La mejor manera de aprovechar las cáscaras de melón: no las desperdicies

El melón es una de las frutas más solicitadas a la hora del desayuno, debido a su dulce sabor y alto contenido de agua, resulta ideal para iniciar un buen día.
Cucumis melo, llamado comúnmente melón, es una especie de la familia de las cucurbitáceas. Domesticada hace más de cuatro mil años en la región mediterránea oriental y Asia occidental, el origen exacto de la especie silvestre es aún desconocido.
Para poder disfrutar de este delicioso fruto, las personas solo consumen la pulpa (mesocarpo), eliminando las semillas y la cáscara (exocarpo), siendo esta última, una de las partes más desperdiciadas del melón.
¿Cómo utilizar las cáscaras del melón?
Si bien muchas personas pueden pensar que la cáscara de melón no sirve para nada, tirándola directo al bote de basura, está práctica es del todo incorrecto y aquí te diremos la mejor manera de aprovechar estos desperdicios orgánicos.
Consumo
Las cáscaras del melón ayudan a tener una buena digestión por su alto contenido en fibra y agua, previniendo el estreñimiento, lo que lo vuelve a esta parte del melón ideal para el consumo en batidos, añadiendo la parte blanca que se encuentra entre la pulpa y la capa externa.
Otra forma de consumir la cáscara de melón, es picar en pequeños trozos y poner a hervir o realizar una infusión. Una vez que el líquido se haya enfriado lo suficiente, está bebida será ideal para comparar tu desayuno.
Abono
También se puede aprovechar la cáscara de melón en la realización de composta o abono para el sustrato de nuestras macetas.

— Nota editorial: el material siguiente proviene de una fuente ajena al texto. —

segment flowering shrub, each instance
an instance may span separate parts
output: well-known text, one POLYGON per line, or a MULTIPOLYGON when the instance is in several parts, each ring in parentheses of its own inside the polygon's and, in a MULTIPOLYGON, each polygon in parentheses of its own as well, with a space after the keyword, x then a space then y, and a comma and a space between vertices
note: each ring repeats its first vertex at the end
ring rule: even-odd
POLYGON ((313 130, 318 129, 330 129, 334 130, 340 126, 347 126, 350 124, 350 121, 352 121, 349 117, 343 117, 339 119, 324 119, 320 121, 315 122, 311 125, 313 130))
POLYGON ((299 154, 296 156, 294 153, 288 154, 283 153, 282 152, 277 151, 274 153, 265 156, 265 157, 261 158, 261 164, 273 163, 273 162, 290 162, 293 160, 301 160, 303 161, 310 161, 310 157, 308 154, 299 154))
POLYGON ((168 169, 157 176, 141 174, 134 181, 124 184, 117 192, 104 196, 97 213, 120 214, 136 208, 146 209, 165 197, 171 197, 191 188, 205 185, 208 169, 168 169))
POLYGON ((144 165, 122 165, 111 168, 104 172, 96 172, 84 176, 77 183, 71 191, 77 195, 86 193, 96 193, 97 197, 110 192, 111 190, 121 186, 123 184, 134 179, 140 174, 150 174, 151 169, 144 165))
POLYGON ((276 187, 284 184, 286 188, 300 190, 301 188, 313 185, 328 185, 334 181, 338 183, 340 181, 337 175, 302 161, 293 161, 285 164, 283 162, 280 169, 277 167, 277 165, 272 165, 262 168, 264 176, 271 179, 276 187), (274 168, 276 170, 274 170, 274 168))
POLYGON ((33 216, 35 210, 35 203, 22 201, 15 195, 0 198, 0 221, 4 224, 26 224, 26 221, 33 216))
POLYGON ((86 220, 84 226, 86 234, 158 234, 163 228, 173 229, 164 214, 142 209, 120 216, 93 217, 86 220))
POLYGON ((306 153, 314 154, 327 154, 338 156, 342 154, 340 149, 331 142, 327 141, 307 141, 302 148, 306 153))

Gracias a la cantidad de minerales con los que cuenta este jugoso fruto, su descomposición sobre una cama de tierra será ideal para que nuestras plantas absorban los nutrientes necesarios.
Alimento para animales
En muchos lugares (principalmente granjas), los desechos orgánicos del melón, son utilizados para alimentar a diversos animales, en especial a los cerdos.
¿Cuáles son los beneficios del consumo de melón?
El melón no solo es una fruta jugosa y refrescante de un teniente delicioso sabor dulce, está contiene gran cantidad de vitaminas y minerales con múltiples propiedades y beneficios para la salud.
De acuerdo con un artículo, «el consumo de melón nos aporta agua, vitaminas A, B, C y E, ácido fólico, fibra, además de minerales como calcio, hierro y potasio; todos estos componentes favorecen a mantener hidratado nuestro el cuerpo, al mismo tiempo que consumimos una botana dulce baja en calorías, eliminar toxinas, entre otros múltiples beneficios».
Hoy en día, el melón es considerado uno de los frutos más grandes, con un peso que oscila entre los 700 gramos, llegando a alcanzar hasta los 4 kilogramos. La corteza varía en textura y color (verde, amarilla, anaranjada o incluso blanca), al igual que la pulpa (de blanco amarillento a naranja, pasando por verde), dependiendo de la variedad.
Así que ahora ya lo sabes, la próxima vez que consumas un plato de melón, no tires las cáscaras y aprovéchalas al máximo.